The hostess put us in a seat by the window. A minute later, our waitress came over with coffee. She was a middle-aged woman who reminded me a lot of Mom. “You kids need a minute with the menu?” she asked, filling our cups.
“We’re going to do five loaves of bread,” Chris said.
She looked at us over her glasses. “Five? They’re big, you know.”
“Yeah. We want to try them all,” he said.
“Okay…” she said. “How about for your girlfriend?” She looked at me. “You just want bread?”
“Oh, I’m not his girlfriend,” I said.
“She’s my best friend’s girlfriend,” Chris said.
“Huh,” she said, uninterested. “You want the pumpernickel too?”
“Is it good?” he asked.
She gave a shrug. “Not my cup of tea. Cindy, what do you think about the pumpernickel?” she called over her shoulder to another server wiping a table down.
“It’s kind of ass.”
Chris glanced at me, and we shared an amused look.

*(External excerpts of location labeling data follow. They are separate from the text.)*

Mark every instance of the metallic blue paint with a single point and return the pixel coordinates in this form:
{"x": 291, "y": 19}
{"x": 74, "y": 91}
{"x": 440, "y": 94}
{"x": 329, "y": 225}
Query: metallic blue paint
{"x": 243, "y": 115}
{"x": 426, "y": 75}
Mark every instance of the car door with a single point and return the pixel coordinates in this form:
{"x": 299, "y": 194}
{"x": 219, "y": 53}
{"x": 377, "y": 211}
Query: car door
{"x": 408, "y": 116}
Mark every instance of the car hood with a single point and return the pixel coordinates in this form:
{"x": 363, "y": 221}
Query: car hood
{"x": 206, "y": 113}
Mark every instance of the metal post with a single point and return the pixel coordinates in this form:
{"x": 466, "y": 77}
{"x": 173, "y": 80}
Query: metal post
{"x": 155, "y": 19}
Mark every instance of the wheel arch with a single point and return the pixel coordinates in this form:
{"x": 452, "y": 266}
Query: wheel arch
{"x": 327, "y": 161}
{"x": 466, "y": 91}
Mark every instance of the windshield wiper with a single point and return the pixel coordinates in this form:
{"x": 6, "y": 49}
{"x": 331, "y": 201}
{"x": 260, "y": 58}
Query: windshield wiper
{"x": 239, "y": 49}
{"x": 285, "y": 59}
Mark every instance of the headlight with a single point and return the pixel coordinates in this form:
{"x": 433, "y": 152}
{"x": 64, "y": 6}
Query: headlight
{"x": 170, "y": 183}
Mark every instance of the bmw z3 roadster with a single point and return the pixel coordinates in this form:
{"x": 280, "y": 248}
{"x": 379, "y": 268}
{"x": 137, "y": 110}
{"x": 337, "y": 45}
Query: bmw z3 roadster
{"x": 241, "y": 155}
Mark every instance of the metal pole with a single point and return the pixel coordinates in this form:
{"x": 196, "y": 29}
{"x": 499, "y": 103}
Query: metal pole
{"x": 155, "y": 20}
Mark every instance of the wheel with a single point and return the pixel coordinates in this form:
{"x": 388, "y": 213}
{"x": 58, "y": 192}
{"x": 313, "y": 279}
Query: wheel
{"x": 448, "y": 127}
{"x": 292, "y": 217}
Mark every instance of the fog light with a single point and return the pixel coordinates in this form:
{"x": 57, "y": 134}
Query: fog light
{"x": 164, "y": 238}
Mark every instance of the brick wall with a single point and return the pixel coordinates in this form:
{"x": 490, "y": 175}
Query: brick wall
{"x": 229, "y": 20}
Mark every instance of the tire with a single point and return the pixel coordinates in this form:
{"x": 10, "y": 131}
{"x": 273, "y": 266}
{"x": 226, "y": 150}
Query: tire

“What do you think?” he asked.
“Pumpernickel’s rye, right? I like rye,” I said.
“Me too,” Chris said. “Ass can be subjective. We’ll take it.”
The waitress mouthed “Ass can be subjective” while she wrote the order down. Then she grabbed our menus and left.
“I’m not really his girlfriend,” I said once she was out of earshot.
He lowered his coffee cup. “Oh. Sorry. I just didn’t know how else to—”
“It’s fine. We’re just seeing each other right now. It’s not anything official.”
“Noted. Do you have a pen?”
“I think so.” I dug in my purse and handed him a generic ballpoint. He started writing on a napkin.
“What are you doing?” I asked.
“Making a bread-ranking scoreboard.”
I watched him with amusement while he drew a grid. “You’re really serious about this,” I said.
“Aren’t you? This is important work we’re doing.”
He finished the tally sheet while I emptied three vanilla creamers into my mug. I took a long swallow and the calories and caffeine flooded my system like liquid energy. I felt instantly better.
When he was done with the scoreboard, I took the napkin and started drawing a floral border around it.
“So I need to know,” he said, sipping his coffee. “How did you end up barefoot with Lexi at a Jaxon Waters concert?”